Streisand, who produced, directed, co-wrote, starred and sang in Yentl, spoke so softly at the press conference preceding the annual Women in Film awards luncheon Thursday that her audience had to strain to hear her, encountering a second's delay in grasping the punch of her line. as she later told the 1,700 jamming the ballroom at the Century Plaza Hotel, she has learned that those in power need not shout to be heard: “They are listened to.”
And so Streisand was, too. Along with Mary Tyler Moore, off shooting a television movie in Toronto, and cinematographer Brianne Murphy, Streisand was to receive the Crystal Award, presented by Women in Film for achievement in movies and television and for providing an example for other women. (Appropriately, Valerie Harper, who played Rhoda to Moore's Mary in The Mary Tyler Moore Show, accepted the award on her friend's behalf.)
Streisand, elegant in a pink suit, black lace blouse, black fishnet stockings, spike heels and shoulder-length frizzed hair the shade of summer wheat, was clearly the draw. Mary Ledding, president of Women in Film, which was formed to “improve the employment, depiction and position of women in film and television,” noted that this year's luncheon was the largest ever held by the professional organization.
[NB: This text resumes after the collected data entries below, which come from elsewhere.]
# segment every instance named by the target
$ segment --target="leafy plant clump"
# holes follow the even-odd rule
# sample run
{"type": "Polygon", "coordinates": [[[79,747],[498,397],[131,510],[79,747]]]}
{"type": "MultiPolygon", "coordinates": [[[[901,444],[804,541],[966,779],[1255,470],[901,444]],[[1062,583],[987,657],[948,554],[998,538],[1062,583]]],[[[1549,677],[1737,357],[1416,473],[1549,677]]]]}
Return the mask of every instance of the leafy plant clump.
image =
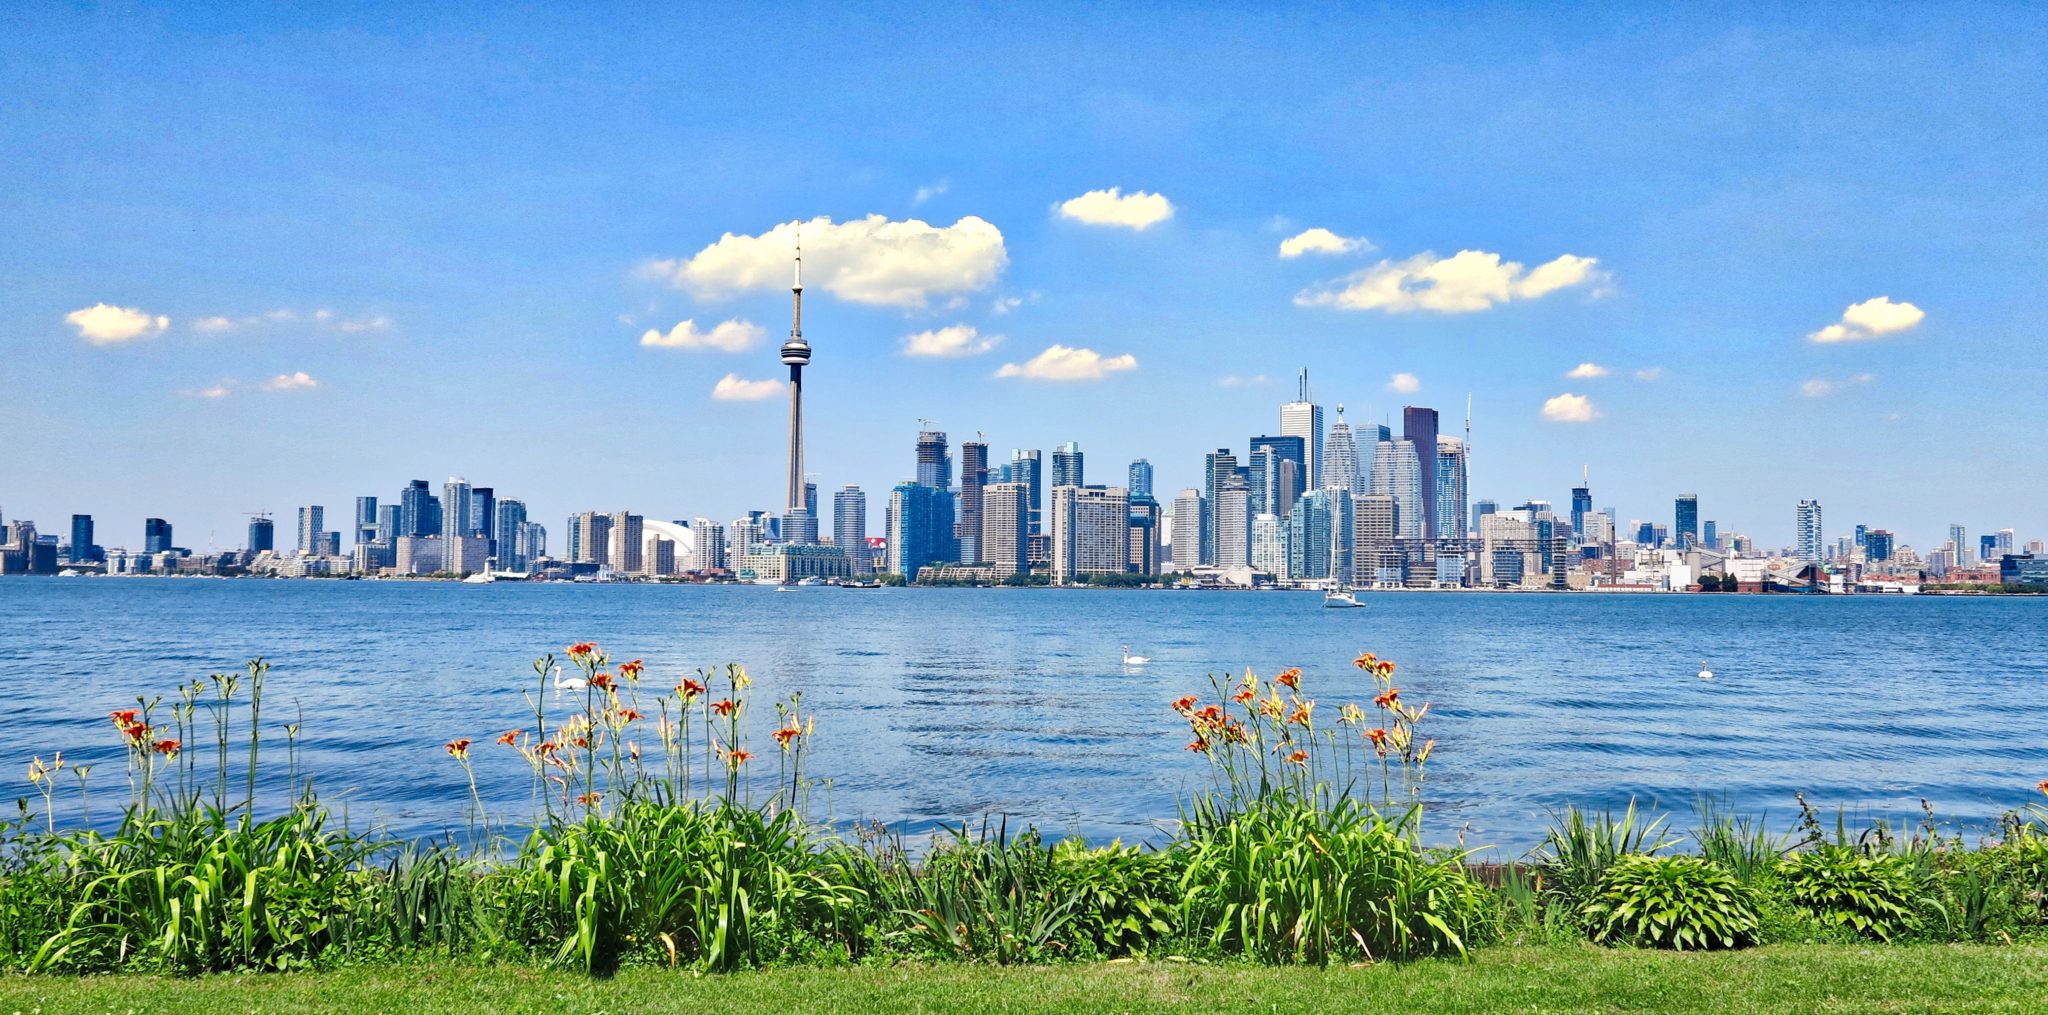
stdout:
{"type": "Polygon", "coordinates": [[[1823,926],[1894,941],[1918,922],[1918,877],[1903,856],[1826,846],[1786,857],[1778,879],[1792,904],[1823,926]]]}
{"type": "Polygon", "coordinates": [[[1719,864],[1688,856],[1623,857],[1584,907],[1595,941],[1680,951],[1757,939],[1750,891],[1719,864]]]}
“I feel that it was actually more beneficial not to be nominated,” Streisand told the crowd of reporters and photographers in a press contingent three times the usual size for the Crystal Awards. “It made a statement ...” She said she was both “amused and touched” by the protest demonstrations on her behalf, and sidestepped labeling what had happened as discrimination. “It's a very, very complex issue,” she said. “Maybe they didn't like the film,” she quipped. Then she talked about those differences in the acceptance of obsessions.
As for all the reports of difficulties in the making of Yentl, Streisand said simply: “I was nurtured by the struggle. Life had a new purpose. The more we were turned down, the more persistent we became.” And the money Yentl is now making, she said, is only “the icing on the cake.”
At the luncheon, Streisand did not mention the Oscars and said she didn't really want to talk about the struggles in making the movie, although that was supposed to be her topic. After noting that this supposedly “small, ethnic film” did better in Texas and Taiwan than in New York—she saw Yentl as a “celebration of women”—Streisand said she preferred dealing with the phenomenon of “women against women” and the importance of women working together instead of backbiting their peers' successes.
“When Yentl came out, I was most anxious for women to review the movie—that is, until I read the reviews ... I was shocked because the sharpest, most vitriolic comments were made by women. It started me thinking about the way women view other women's success or failure ... Is it because we've been raised and trained to compete for men, and so we bring the same mentality of competition to our view of other women's achievements?
“It's like adolescent girls competing for a date with the football player,” Streisand continued, “while he's out on the field learning tactics, strategy and mutuality of interest. Men learn about teamwork, and women don't. Men learn about power, how to get it, how to use it; women don't ...
“I felt frightened by the enormity of making the film, but I also felt calm; I felt no need to raise my voice. You don't have to, when everyone is finally listening ...”
The struggles of women in the film industry were more graphically—and humorously—evident in the remarks of Brianne Murphy, first woman to be admitted to the American Society of Cinematographers.
Murphy, who was the cinematographer for Little House on the Prairie, told of her experiences “back in the 60s,” when she would be invariably pointed toward the makeup room while asking directions at a studio to its camera department. With a comic's timing, she mentioned the union official who told her that she'd be a full-fledged cinematographer “over my dead body,” and added, “Well, he's dead.” And she recalled then-Los Angeles County Dist. Atty. Evelle J. Younger, repeatedly asking her at a press conference whether her camera equipment wasn't too heavy, and how she had finally replied: “No heavier than carrying a kid.”